At the time, part of my morning routine included spending 30 seconds on the rear bumper of my car, hopping up and down like an ape. Apparently the fuel pump on my beloved ‘87 VW Golf had bitten the big one, and in order to get it to start I had to "slosh the gas around a bit, help it into the engine somehow." Or so said Jason, the genius I worked with, after I barked at his initial suggestion of a four hundred dollar trip to his mechanic’s. My car had no grill (the automotive equivalent to no front teeth), one working door handle, two hubcaps, a hundred and ninety eight thousand miles and was found more than once in someone’s front lawn when the parking brake just couldn’t take it anymore. So even though I loved my car more than I loved most people, it seemed a little high-falutin to go out and buy it a brandy new fuel pump, especially when I hadn’t chewed on the right side of my mouth for nine days due to a cavity that I was too broke to fill.

My mornings with my car, one hand clinging to my hatch back while the other waved my neighbors off to work, seemed par for the course. My neighbors would chime in with clever witticisms like “you sure know how to go for a car ride!” and I'd laugh and laugh and cry and think to myself, car, I understand why, even after a good solid humping, you still sometimes don’t feel like starting. Why bother? What's the point? Where do we have to go anyway? It wasn’t until it began stalling out in traffic that I decided I had to do something. Neighbors were one thing, but a rush hour’s worth of drivers screaming at me to move my fucking car while I frantically performed sexual acts on its rear end, in flip flops, in my thirties, was my rock bottom. I knew there were plenty of ways to earn four hundred bucks that would be equally, if not less, humiliating.

So I got the fuel pump fixed. And then tied the bumper on with a tow rope, stuffed a beer cozy in the sunroof to keep it from leaking and headed out to Utah for my annual backpacking trip. We made it all the way, problem free, but when I pulled up next to my friends who are two of the biggest hippies to ever Grateful Dead their way across the planet - the kind who re-use the same plastic bag 47 times - they took one look at my car and shook their heads. "Jen, it's time."

Nobody likes hearing that it's time to get rid of the thing they love, but if it's not working, it's not working.
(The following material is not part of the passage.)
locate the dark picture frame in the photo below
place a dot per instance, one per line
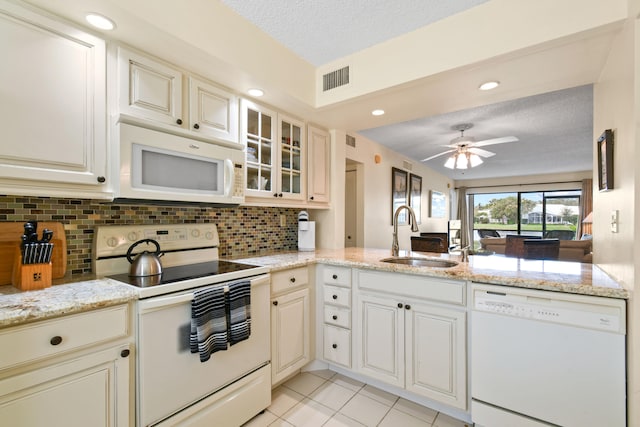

You deserve someone who's going to scream your name from the rooftops, not who's going to constantly validate your feelings of unworthiness.

If this guy wanted to be with you, he'd be with you - otherwise why didn't he come and steal your hand away when you almost married someone else? Humping him until he comes to and realizes you're the one for him may work, but it also may not. And since you can't predict what someone else is going to do, you can only give them the heave ho when they're not doing what you want, it's time to cut the brother loose and get on with it. Life's too precious to live it on someone else's terms. And too short to be humping the wrong guy.